Is it any wonder that people from families who survived the famine would have joined any anti-Soviet power that presented itself? “Who was more to blame [for that], those youths or the gray Fatherland?” Solzhenitsyn asked.
And is it any wonder that there have been, as Putin repeats, five waves of nato expansion? Poland pressed for admission, precisely because it (like other countries pleading to join nato) had just escaped Russian domination and foresaw the possibility—or inevitability?—of a future threat. There is a reason, after all, that while Germany has long avoided meeting its nato commitment to spend 2 percent of its gdp on defense, Poland has far exceeded it—and even exceeds the American percentage.
Putin claimed to Carlson that he would invade Poland only if Poland attacked Russia first. That was precisely the excuse the ussr gave for invading Finland on November 30, 1939: that Finland, a country of about three million, had invaded the ussr, with one hundred fifty million.
Russia has a history of expansion, under tsars, Soviets, and Putin. Ideology just provides an up-to-date excuse. Russian expansionism is conventionally dated to Ivan the Terrible’s conquest of Kazan in 1552. If we trace Russia’s (the ussr’s) boundaries in 1952, we can calculate that, on average, Russia added territory the size of Belgium every year for four hundred years—not including the Eastern European puppet states then under Soviet rule. Today the question remains why a massive state with a dizzying array of demographic, economic, and ethnic problems would try to expand its territory even further, especially into a well-defended nation such as Poland, but it is surely a possibility.
It is easy to miss the significance of a point Putin repeats in the Carlson interview: the world balance of power is changing rapidly. The United States and its allies are growing ever less powerful. In 1992, Putin explains, “the share of the G7 countries in the world economy amounted to 47 percent, whereas in 2022 it was down to, I think, a little over 30 percent.”
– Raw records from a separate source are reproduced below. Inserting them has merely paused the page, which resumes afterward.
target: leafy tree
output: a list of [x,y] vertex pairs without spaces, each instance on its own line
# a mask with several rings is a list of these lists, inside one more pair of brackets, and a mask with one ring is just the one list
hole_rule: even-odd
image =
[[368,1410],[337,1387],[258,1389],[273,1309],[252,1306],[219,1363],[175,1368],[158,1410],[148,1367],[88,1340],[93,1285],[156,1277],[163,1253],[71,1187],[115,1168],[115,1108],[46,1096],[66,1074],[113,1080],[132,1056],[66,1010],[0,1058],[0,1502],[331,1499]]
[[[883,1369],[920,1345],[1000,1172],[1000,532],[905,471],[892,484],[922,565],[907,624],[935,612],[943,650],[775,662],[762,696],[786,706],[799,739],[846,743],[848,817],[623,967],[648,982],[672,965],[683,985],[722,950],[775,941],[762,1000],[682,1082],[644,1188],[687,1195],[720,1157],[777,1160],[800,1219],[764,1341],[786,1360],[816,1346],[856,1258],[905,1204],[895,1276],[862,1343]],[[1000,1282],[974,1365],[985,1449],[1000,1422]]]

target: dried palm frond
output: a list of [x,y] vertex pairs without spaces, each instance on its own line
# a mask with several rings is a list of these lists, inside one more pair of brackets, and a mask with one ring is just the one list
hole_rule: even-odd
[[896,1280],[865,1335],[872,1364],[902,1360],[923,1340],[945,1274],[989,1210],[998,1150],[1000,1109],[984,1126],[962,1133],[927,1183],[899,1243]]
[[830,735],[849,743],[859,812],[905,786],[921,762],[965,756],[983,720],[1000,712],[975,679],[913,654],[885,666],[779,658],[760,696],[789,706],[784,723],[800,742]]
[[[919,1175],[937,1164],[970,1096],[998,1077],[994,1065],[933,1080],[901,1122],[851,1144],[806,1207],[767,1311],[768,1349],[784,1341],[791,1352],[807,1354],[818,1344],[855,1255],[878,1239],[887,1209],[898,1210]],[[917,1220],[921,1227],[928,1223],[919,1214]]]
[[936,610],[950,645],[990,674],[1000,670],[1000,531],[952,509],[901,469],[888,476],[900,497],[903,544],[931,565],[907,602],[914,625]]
Calculated by purchasing-power parity, he points out, China is already a larger economy than the United States. Most significant, Putin boasts that “We are now ahead of everyone—the United States and other countries—in terms of the development of hypersonic strike systems, and we are improving them every day.”
Could this shift in the power balance explain Putin’s increasingly aggressive stance? Why would Putin incur bad publicity by killing the opposition leader Alexei Navalny, when Navalny was already in a remote Arctic prison camp? Perhaps because, after developing weapons capacity in secret, and watching the United States allow its military to be hollowed out, Russia is ready to act more aggressively than ever, alone or in concert with China and Iran.
But what has Putin to gain by that? If one considers only the well-being of a country’s citizens, the question is a fair one. But if one’s primary goal is national power, the question answers itself. The fact that few Americans understand this way of thinking makes Russian ambitions all the more frightening.